Lann, Mandelli e Moro têm sido pontos fixos na defesa (o primeiro, desde a Série C). o clube contratou o bom goleiro Sicignano junto ao Lecce, e deve ter a ajuda de bons meio-campistas, como Brighi e Franceschini, na marcação. As jogadas ofensivas ficam a cargo de Semioli (se este não for vendido para um clube maior) e Luciano ‘ex-Eriberto’.

A dupla de ataque do Chievo certamente terá muita qualidade. Pelissier e Amauri são os titulares, mas o nigeriano Obinna tem tudo para ser a sensação da temporada, com um estilo de jogo bem característico dos nigerianos, com grande técnica e muita força física.

O Chievo tem ótimas perspestivas para esta temporada, especialmente porque mantém praticamente toda a base titular, o que tem sido o segredo de seu sucesso. O time de Pillon deve continuar sendo dificílimo de bater no Bentegodi e uma vaga européia é mais do que viável.

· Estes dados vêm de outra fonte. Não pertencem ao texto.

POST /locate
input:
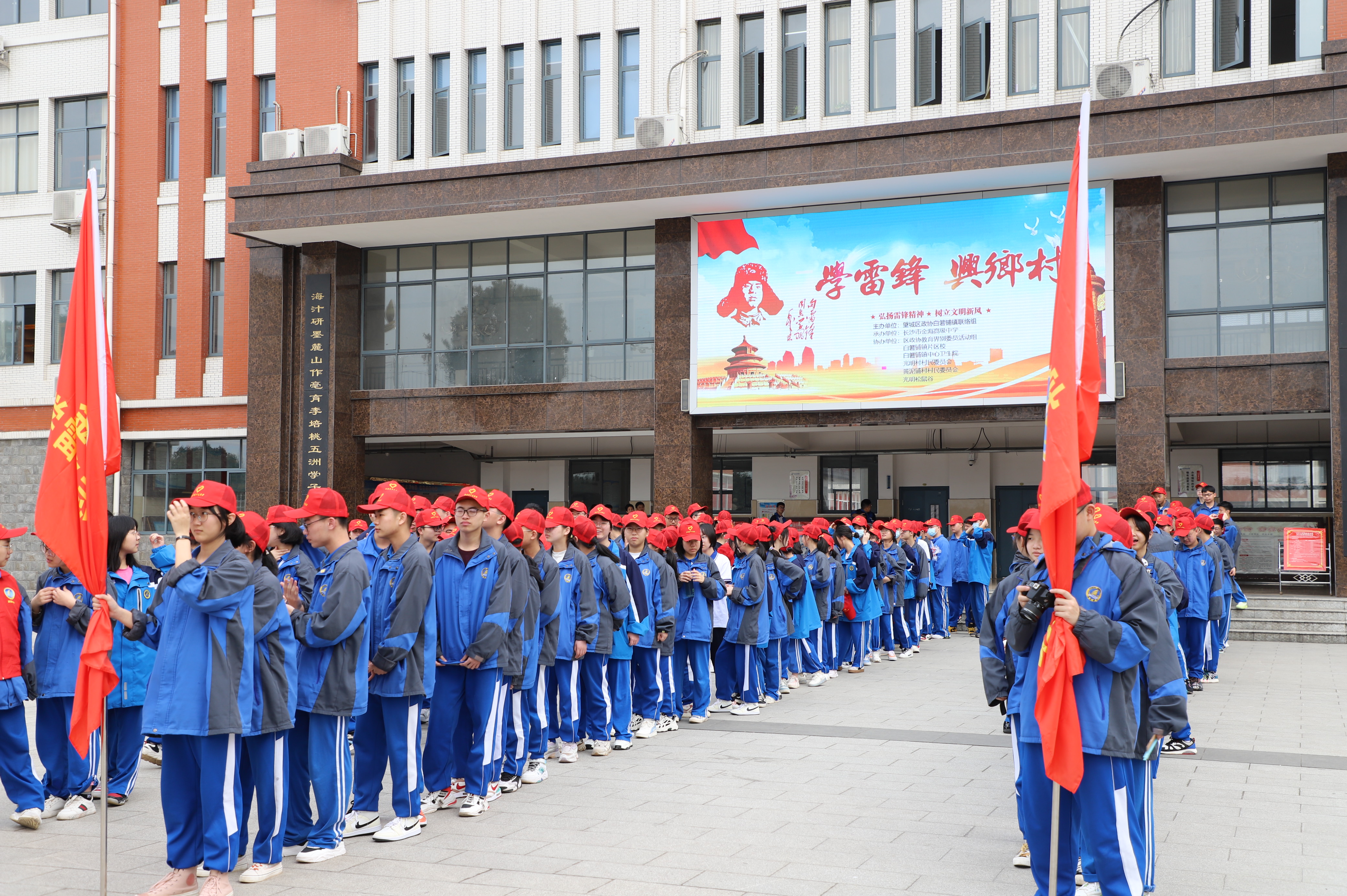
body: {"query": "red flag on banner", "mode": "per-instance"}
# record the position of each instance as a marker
(1071, 420)
(84, 448)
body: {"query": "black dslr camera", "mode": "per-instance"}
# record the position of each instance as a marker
(1040, 601)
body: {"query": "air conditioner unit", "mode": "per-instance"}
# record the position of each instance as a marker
(659, 131)
(1128, 79)
(282, 145)
(325, 139)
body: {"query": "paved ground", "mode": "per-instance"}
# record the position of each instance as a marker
(892, 781)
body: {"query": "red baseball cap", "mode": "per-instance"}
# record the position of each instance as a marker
(258, 529)
(212, 494)
(561, 517)
(321, 502)
(531, 521)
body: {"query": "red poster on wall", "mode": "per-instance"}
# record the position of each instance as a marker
(1303, 550)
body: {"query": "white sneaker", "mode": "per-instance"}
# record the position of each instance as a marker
(310, 855)
(258, 872)
(361, 824)
(30, 818)
(399, 829)
(77, 806)
(473, 806)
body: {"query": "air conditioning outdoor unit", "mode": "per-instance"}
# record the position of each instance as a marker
(282, 145)
(659, 131)
(325, 139)
(1128, 79)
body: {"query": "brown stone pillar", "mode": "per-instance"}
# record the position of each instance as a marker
(1139, 296)
(682, 469)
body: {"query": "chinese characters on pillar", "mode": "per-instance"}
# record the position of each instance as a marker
(316, 409)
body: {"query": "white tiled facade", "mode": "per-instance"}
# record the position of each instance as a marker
(394, 30)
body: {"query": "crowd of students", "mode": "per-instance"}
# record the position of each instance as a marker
(291, 661)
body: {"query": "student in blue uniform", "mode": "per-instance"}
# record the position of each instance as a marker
(401, 670)
(333, 678)
(203, 606)
(69, 779)
(21, 785)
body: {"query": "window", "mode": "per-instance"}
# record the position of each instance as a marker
(1024, 46)
(477, 102)
(440, 106)
(61, 285)
(751, 69)
(794, 65)
(170, 310)
(884, 73)
(219, 106)
(848, 482)
(558, 309)
(1230, 34)
(81, 138)
(709, 76)
(371, 112)
(1176, 37)
(732, 484)
(974, 49)
(628, 83)
(514, 97)
(927, 53)
(1298, 29)
(164, 472)
(1247, 266)
(837, 65)
(172, 134)
(551, 94)
(19, 149)
(406, 108)
(68, 9)
(18, 11)
(589, 88)
(1073, 44)
(216, 309)
(267, 108)
(18, 317)
(1290, 477)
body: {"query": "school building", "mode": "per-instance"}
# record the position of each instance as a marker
(507, 275)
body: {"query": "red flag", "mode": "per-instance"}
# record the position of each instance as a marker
(84, 448)
(1071, 420)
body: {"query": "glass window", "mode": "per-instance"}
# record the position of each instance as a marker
(551, 94)
(372, 112)
(751, 69)
(81, 140)
(1073, 44)
(172, 134)
(164, 472)
(628, 83)
(267, 110)
(589, 88)
(169, 340)
(477, 102)
(1247, 266)
(884, 89)
(440, 69)
(18, 317)
(19, 149)
(709, 76)
(219, 106)
(1024, 46)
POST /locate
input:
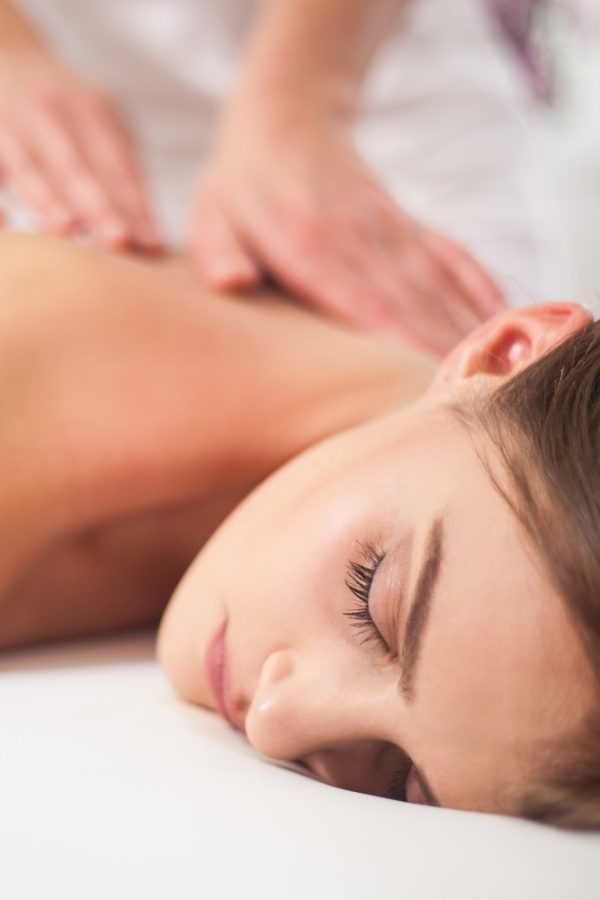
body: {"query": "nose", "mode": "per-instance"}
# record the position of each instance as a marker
(303, 704)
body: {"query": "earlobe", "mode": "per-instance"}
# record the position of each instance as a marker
(516, 338)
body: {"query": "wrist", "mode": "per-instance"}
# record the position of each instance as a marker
(284, 106)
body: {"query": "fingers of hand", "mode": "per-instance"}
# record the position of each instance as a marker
(108, 152)
(19, 166)
(217, 250)
(41, 154)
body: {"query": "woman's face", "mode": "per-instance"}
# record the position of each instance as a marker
(469, 672)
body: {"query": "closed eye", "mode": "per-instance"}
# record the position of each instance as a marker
(359, 579)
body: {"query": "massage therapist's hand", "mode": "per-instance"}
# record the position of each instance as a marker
(65, 154)
(293, 200)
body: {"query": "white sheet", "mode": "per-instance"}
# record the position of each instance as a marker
(111, 787)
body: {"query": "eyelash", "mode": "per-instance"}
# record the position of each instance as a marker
(359, 578)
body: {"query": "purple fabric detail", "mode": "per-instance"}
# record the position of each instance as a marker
(516, 20)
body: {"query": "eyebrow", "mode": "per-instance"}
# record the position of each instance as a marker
(419, 609)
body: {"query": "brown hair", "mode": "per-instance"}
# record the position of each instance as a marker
(545, 424)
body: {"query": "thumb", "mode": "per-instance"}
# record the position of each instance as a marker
(218, 252)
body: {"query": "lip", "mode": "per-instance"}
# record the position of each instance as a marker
(217, 673)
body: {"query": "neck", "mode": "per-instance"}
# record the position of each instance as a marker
(152, 394)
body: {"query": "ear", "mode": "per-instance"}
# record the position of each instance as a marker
(510, 342)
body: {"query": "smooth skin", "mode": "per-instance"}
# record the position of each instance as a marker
(283, 195)
(500, 679)
(138, 411)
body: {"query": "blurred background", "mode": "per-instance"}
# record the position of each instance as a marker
(566, 145)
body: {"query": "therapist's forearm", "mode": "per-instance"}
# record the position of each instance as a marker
(315, 53)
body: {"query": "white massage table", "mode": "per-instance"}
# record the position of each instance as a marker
(111, 787)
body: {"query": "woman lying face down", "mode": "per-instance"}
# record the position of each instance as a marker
(407, 607)
(410, 608)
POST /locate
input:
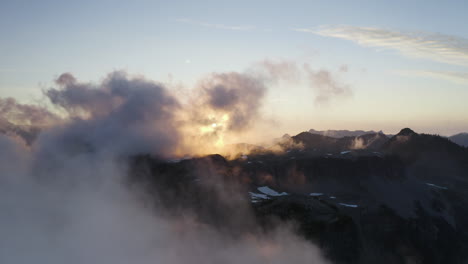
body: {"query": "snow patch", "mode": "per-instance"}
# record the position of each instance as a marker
(436, 186)
(258, 196)
(268, 191)
(349, 205)
(316, 194)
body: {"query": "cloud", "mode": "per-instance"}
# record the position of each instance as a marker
(455, 77)
(23, 114)
(432, 46)
(121, 114)
(231, 101)
(67, 198)
(326, 86)
(216, 26)
(325, 83)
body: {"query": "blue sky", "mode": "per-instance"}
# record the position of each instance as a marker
(407, 60)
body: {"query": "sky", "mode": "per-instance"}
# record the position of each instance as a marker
(394, 64)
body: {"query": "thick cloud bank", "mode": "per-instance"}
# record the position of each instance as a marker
(65, 198)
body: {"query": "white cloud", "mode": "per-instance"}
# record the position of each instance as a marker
(217, 26)
(432, 46)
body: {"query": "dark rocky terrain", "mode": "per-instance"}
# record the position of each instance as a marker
(402, 199)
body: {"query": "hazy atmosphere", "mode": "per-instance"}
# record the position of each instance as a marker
(379, 65)
(233, 132)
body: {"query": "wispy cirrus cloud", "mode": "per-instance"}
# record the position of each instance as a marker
(215, 25)
(433, 46)
(455, 77)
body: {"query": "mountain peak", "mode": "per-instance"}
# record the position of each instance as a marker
(406, 132)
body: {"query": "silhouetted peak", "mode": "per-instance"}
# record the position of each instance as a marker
(406, 132)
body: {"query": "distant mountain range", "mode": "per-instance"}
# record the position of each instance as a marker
(461, 139)
(362, 199)
(342, 133)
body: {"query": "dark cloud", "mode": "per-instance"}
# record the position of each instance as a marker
(127, 115)
(237, 95)
(326, 86)
(65, 199)
(24, 114)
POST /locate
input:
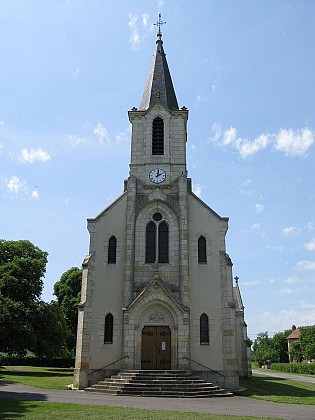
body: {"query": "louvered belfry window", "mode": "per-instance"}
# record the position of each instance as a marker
(112, 246)
(109, 328)
(157, 238)
(204, 329)
(202, 250)
(158, 136)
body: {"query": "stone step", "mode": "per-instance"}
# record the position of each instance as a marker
(157, 384)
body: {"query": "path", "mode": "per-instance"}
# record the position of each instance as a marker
(241, 406)
(284, 375)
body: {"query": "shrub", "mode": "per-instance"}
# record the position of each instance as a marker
(304, 368)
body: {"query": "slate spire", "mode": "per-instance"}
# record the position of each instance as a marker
(159, 84)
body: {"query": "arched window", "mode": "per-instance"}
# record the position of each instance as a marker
(204, 329)
(108, 329)
(156, 247)
(150, 252)
(158, 136)
(163, 242)
(112, 246)
(202, 250)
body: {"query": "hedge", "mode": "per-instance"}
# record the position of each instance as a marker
(305, 368)
(36, 361)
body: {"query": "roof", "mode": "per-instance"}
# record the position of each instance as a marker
(159, 83)
(295, 334)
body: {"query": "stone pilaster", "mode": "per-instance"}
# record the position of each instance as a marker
(130, 239)
(183, 241)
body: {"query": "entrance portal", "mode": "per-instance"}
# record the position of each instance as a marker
(156, 348)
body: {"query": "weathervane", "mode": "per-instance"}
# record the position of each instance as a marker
(159, 23)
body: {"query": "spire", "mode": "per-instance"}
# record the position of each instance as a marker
(159, 84)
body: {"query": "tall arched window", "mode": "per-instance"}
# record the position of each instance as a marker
(204, 329)
(156, 246)
(163, 242)
(112, 246)
(108, 329)
(202, 250)
(158, 136)
(150, 252)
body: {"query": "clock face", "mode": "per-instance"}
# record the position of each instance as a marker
(157, 176)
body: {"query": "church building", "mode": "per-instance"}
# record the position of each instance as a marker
(157, 284)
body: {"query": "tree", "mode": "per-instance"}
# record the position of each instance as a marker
(279, 343)
(296, 352)
(263, 350)
(307, 341)
(68, 292)
(26, 322)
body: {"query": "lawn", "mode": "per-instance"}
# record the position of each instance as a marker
(46, 410)
(279, 390)
(38, 377)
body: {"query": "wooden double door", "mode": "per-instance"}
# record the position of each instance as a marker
(156, 348)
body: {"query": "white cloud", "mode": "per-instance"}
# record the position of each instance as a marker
(16, 186)
(197, 189)
(229, 136)
(305, 265)
(101, 132)
(248, 148)
(294, 143)
(275, 247)
(35, 194)
(121, 137)
(76, 140)
(138, 31)
(290, 231)
(310, 246)
(250, 283)
(310, 226)
(292, 280)
(259, 208)
(29, 156)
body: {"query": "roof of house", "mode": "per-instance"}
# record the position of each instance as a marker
(295, 334)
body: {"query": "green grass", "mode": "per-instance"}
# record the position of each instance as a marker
(279, 390)
(38, 377)
(45, 410)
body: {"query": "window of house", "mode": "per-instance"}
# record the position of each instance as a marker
(158, 136)
(112, 247)
(108, 329)
(204, 329)
(157, 241)
(202, 250)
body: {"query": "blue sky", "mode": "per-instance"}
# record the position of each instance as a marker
(70, 71)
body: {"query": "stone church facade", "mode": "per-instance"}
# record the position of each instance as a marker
(157, 286)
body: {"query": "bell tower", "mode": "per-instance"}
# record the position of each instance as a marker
(159, 128)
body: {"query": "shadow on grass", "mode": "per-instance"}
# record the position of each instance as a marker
(267, 386)
(12, 404)
(48, 373)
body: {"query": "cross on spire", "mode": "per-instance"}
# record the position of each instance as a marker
(159, 23)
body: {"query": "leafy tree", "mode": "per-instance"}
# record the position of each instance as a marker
(68, 292)
(26, 322)
(307, 341)
(296, 352)
(263, 349)
(280, 344)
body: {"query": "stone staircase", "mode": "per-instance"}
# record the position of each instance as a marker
(158, 383)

– Estas são as formações das novas séries A e B na Itália.

– Entre parênteses, as punições em pontos que as equipes sofrerão.

– A punição da Triestina não tem a ver com o escândalo.

– Ascoli, Atalanta, Cagliari, Catania, Chievo, Empoli, Fiorentina (-19), Inter, Lazio (-11), Livorno, Messina, Milan (-8), Palermo, Parma, Reggina, Roma, Sampdoria, Siena, Torino, Udinese.

– Albinoleffe, Arezzo, Bari, Bologna, Brescia, Cesena, Crotone, Frosinone, Genoa, Juventus (-17), Lecce, Mantova, Modena, Napoli, Pescara, Piacenza, Rimini, Spezia, Treviso, Triestina (-1), Verona, Vicenza.

– Ibrahimovic já fechou com o Milan, que agora negocia com a Juventus sobre seu passe.

– Até Carlo Ancelotti, treinador do clube, já admite que sua chegada é “provável”.

– Ancelotti falou em tom otimista até mesmo de Ronaldinho.

– Todos em Turim garantem que Buffon fica, mas tudo indica que ele vai mesmo para Milão.

– A Juve já negocia com Ameliam do Livorno, o que não é exatamente um indício da permanência de Buffon.

– Outro nome fortemente cotado para a Juve é o do atacante Bianchi, da Reggina.

– A Inter negocia com Vieira, Trezeguet e Ibrahimovic (Juventus), Toni e Jimenez (Fiorentina).

– Só que o volante francês quer o Manchester United, destinação também atraente para a Juve, que não cederia o jogadro para uma rival.

– O negócio só não foi fechado ainda porque a proposta da Inter para Vieira é muito maior do que a inglesa.

Cassiano Gobbet
Cassiano Gobbet é jornalista, formado pela Universidade de São Paulo e mestre em jornalismo digital pela Bournemouth University.